Second: if you want custom behaviour why don't you make custom structure?
Till 2.0 Queue were implemented in ruby. If your tasks are heavy, then
you won't notice difference.
Yura Sokolov wrote:
First: you forgot to lock queue. Multithreading will bite you.
Second: if you want custom behaviour why don't you make custom structure?
Till 2.0 Queue were implemented in ruby. If your tasks are heavy, then
you won't notice difference.
First: You're right. My C skills are a bit rusty and I wasn't sure how to do that. Then I think I just forgot about it before submitting this. I'll update the patch, but if you could point me to an example of locking, it'll save me some time.
Second: That is exactly what we did.

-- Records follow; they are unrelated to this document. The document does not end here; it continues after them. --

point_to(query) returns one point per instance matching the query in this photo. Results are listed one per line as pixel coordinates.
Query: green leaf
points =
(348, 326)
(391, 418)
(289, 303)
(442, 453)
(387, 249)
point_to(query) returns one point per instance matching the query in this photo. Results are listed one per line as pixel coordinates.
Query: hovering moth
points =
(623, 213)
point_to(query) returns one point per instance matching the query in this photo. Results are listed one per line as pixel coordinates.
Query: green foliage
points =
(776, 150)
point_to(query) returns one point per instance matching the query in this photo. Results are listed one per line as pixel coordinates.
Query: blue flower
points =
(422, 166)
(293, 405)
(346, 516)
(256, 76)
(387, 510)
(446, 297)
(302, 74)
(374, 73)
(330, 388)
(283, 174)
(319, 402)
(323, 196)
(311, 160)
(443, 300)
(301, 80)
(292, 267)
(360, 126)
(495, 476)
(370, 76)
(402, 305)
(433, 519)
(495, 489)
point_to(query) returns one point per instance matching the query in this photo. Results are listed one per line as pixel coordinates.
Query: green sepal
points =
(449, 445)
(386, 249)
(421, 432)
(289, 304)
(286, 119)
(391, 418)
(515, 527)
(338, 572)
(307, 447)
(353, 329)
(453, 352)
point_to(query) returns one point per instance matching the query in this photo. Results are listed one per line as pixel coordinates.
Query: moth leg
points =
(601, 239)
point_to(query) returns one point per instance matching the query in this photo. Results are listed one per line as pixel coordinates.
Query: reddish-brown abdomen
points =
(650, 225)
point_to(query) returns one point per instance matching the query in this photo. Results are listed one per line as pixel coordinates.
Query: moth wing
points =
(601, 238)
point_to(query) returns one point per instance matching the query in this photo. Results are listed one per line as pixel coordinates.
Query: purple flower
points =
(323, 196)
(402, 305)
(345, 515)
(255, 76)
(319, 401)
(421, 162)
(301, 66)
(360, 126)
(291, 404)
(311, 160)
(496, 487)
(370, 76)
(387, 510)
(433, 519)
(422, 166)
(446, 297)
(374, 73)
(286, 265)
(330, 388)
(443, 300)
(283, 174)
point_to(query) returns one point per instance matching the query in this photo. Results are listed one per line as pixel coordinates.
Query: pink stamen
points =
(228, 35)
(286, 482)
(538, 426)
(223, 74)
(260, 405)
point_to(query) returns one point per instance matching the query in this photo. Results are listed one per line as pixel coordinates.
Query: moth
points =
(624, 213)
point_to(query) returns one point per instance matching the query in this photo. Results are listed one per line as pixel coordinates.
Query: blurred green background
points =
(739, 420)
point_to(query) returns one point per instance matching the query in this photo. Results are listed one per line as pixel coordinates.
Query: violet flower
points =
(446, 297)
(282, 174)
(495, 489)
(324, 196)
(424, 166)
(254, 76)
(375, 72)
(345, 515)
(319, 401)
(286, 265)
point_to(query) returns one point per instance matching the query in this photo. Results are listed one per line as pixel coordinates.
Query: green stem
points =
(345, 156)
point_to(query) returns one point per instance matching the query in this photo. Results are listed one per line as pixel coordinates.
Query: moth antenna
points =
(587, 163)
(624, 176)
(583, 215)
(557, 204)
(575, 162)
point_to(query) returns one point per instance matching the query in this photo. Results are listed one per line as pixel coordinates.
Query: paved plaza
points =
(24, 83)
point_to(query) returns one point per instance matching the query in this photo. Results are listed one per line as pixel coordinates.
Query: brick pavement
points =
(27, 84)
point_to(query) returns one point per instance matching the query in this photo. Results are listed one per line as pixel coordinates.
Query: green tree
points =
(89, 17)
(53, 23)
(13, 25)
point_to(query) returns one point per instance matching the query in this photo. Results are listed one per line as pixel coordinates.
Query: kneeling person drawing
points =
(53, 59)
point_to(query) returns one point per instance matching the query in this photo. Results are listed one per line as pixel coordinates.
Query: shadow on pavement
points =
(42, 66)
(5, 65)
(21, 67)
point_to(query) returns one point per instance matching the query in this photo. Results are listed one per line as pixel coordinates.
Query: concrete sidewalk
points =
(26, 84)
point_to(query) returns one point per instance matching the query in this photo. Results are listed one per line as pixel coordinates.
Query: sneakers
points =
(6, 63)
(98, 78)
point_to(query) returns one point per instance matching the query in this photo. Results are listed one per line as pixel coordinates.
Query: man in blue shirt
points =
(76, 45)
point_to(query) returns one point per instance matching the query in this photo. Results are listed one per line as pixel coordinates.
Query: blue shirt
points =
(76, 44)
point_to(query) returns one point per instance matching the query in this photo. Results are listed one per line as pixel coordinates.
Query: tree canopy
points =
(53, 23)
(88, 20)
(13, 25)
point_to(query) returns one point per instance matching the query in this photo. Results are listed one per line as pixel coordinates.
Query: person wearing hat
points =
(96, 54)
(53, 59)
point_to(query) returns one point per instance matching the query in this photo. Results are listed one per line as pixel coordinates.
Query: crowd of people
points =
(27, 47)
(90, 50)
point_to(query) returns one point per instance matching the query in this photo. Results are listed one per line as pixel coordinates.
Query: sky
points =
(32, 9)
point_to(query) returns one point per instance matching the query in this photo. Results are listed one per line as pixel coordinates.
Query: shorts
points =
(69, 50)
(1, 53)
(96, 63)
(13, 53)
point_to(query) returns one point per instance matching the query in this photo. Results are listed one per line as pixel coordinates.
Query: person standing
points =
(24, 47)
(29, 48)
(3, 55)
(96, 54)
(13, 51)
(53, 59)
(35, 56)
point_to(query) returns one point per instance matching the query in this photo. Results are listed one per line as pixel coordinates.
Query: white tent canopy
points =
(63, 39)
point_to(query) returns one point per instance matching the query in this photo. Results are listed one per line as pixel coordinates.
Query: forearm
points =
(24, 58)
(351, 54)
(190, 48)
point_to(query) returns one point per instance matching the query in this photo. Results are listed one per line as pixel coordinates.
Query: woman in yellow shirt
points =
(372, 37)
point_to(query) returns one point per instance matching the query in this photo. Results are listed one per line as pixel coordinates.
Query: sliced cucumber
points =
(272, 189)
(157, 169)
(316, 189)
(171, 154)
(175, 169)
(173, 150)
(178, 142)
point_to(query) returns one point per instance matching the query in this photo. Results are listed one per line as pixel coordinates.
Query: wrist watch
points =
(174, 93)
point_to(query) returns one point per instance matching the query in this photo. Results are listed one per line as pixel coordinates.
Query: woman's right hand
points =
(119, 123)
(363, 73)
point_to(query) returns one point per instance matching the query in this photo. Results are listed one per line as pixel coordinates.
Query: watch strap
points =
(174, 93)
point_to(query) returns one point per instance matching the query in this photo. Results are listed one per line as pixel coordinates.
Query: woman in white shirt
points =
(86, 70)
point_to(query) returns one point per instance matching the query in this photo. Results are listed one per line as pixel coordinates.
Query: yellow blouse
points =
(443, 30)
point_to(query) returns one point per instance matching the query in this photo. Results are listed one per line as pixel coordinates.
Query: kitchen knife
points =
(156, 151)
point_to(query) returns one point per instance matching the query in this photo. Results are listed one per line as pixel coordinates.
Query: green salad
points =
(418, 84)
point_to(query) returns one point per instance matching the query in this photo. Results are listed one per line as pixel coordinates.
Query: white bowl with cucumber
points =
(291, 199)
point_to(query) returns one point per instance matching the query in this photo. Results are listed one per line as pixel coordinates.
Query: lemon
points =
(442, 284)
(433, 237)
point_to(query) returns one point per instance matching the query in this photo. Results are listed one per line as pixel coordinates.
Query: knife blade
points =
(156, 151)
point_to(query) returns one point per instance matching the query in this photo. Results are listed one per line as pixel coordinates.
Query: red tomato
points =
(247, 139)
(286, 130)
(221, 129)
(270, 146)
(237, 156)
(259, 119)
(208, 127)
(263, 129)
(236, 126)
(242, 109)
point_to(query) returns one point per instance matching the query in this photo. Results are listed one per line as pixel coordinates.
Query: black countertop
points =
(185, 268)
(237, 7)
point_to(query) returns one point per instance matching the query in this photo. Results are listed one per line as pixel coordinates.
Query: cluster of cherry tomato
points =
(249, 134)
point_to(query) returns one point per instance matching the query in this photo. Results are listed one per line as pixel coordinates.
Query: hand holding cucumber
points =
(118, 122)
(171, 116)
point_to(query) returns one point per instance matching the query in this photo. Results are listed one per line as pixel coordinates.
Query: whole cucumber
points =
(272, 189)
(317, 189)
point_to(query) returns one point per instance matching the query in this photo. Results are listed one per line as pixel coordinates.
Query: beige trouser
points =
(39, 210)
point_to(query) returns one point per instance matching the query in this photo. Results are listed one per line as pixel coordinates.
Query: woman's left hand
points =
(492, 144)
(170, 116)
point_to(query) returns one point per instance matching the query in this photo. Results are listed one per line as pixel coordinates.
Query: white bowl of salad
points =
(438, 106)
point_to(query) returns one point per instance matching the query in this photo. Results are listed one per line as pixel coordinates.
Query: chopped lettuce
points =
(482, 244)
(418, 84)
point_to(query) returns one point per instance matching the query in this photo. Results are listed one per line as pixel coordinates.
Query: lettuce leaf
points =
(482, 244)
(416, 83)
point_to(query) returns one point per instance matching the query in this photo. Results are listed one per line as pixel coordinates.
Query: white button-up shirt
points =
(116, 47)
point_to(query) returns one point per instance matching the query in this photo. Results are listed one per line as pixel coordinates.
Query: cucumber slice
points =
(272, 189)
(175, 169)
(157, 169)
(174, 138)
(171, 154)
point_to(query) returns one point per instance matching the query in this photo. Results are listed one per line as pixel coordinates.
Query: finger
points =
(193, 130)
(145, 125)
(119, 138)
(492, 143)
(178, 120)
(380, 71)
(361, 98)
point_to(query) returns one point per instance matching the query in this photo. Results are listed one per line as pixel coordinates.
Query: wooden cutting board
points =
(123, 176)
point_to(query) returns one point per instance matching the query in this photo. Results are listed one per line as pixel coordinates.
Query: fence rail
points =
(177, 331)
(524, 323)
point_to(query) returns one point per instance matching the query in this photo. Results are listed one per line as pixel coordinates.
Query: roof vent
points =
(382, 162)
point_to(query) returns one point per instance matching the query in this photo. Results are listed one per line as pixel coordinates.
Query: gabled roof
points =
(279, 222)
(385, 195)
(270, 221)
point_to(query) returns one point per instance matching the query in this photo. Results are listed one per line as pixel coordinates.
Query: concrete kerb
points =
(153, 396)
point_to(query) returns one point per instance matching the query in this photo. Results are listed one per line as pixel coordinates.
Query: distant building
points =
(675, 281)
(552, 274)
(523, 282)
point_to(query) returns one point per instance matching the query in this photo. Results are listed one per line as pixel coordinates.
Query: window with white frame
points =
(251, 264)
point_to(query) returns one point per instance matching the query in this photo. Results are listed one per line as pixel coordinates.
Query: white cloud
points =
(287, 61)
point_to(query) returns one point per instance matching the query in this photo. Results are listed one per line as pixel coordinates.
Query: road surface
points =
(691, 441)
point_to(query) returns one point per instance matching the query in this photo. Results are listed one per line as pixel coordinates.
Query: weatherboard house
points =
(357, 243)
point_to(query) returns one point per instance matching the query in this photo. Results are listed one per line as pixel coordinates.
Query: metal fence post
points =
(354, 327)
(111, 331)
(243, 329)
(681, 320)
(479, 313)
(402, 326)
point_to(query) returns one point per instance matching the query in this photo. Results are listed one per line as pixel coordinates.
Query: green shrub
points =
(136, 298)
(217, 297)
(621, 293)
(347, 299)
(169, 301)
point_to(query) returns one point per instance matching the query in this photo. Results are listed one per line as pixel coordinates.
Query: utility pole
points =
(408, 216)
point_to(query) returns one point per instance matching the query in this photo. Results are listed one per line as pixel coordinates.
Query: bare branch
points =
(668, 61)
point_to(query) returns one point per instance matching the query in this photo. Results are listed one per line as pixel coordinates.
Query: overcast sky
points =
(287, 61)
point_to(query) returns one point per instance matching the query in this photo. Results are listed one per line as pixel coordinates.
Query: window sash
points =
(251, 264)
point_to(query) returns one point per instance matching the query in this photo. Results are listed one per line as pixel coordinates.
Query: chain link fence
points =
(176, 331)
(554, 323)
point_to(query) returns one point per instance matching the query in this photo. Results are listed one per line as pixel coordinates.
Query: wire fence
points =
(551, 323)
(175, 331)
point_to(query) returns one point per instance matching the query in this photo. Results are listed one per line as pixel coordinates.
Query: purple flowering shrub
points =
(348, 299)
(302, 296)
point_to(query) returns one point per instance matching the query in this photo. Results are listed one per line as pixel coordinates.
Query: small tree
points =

We recreated the Ruby implementation of Queue in our project and then subclassed that to add #promote! and #promote_all! methods (as well as the conditional version of #pop in https://bugs.ruby-lang.org/issues/11517). That works fine for our needs. However, this will eventaully cause us to become out of synch with the core Ruby version of Queue. We would rather not have to remember to update our implementation of Queue every time we upgrade Ruby.
We can get by without this, but it would be nice to expose some limited methods to change the order of the queue. Obviously, you cannot expose the underlying array object and remain threadsafe, but as it is, that array is completely inaccessible even by child classes.